Junshi emphasizes platform advantages (e.g., no lymphodepletion/IL-2), but core patents—including GC101—remain under review globally, creating uncertainty over approval scope and timing.
**Valuation Soars 22-Fold in 5 Years; Pre-IPO Shareholder Exodus** Since its 2020 Pre-A round (post-money valuation: RMB 93 million), Junshi’s valuation skyrocketed to RMB 2.137 billion by November 2025’s Series C—a 22-fold jump. Series B+ and C rounds in 2025 alone boosted valuations from RMB 1.455 billion to RMB 2.137 billion.
This valuation surge hinges on optimism around TIL therapy’s potential, despite Junshi’s unprofitable status and unproven commercialization. Tightening secondary-market liquidity and investor focus on near-term performance heighten post-listing valuation risks.
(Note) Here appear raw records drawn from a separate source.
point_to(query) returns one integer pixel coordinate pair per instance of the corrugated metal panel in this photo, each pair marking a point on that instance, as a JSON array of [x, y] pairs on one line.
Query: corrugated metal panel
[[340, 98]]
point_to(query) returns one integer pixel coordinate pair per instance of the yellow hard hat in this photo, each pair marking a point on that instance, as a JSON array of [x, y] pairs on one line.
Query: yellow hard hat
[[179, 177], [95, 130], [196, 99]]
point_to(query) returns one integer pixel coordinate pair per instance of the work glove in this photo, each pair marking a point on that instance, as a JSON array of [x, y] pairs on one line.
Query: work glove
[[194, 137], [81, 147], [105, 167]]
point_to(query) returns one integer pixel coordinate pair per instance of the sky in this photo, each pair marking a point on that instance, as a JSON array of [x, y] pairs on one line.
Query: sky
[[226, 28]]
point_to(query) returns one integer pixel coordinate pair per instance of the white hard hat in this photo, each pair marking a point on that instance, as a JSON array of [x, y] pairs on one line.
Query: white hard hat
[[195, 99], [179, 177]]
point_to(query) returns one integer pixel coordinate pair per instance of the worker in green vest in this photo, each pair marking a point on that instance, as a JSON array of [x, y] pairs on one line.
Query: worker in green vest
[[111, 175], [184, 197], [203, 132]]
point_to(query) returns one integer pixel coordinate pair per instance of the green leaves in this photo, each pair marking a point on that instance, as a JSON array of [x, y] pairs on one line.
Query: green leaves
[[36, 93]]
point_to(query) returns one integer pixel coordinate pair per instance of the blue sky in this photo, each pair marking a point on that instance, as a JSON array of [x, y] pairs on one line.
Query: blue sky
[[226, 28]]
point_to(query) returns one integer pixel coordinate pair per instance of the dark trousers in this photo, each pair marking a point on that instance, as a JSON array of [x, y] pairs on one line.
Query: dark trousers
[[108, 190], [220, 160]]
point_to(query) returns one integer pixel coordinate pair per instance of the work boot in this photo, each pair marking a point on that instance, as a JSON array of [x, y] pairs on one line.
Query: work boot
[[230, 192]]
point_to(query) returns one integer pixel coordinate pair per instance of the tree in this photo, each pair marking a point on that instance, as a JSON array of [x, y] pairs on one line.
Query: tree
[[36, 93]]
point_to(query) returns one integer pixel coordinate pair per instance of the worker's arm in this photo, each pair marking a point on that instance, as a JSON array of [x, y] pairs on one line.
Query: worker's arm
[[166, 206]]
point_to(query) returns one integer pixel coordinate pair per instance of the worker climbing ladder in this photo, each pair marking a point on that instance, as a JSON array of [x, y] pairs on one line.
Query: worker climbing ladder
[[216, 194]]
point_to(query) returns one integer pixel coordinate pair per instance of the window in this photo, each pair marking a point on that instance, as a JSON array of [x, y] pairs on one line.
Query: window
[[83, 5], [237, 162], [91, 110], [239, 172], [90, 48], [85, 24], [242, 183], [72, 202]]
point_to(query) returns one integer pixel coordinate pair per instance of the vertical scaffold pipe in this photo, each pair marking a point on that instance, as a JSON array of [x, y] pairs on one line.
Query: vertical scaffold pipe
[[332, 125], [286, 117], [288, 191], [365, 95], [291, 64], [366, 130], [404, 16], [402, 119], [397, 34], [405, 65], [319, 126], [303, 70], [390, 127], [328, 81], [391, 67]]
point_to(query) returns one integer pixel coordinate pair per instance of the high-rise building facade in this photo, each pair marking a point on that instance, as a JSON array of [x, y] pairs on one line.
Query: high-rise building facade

Notably, in August 2024, early investors including Texas Liangyi Mifang and Yuanhe Origin demanded share repurchases. Junshi bought back stakes worth RMB 40.09 million, RMB 20 million, RMB 10 million, and RMB 10 million, respectively—equivalent to 3.73%, 2.10%, 1.05%, and 1.05% of registered capital. Such repurchases are rare for pre-IPO biotechs, often reflecting investor impatience or waning confidence.
Further, in November 2025—just before the IPO—shareholder Kaitai Kanghua sold its entire 1.1187 million shares to four individuals for RMB 160 million, exiting completely. This abrupt departure at a critical juncture fuels speculation about motives and valuation doubts.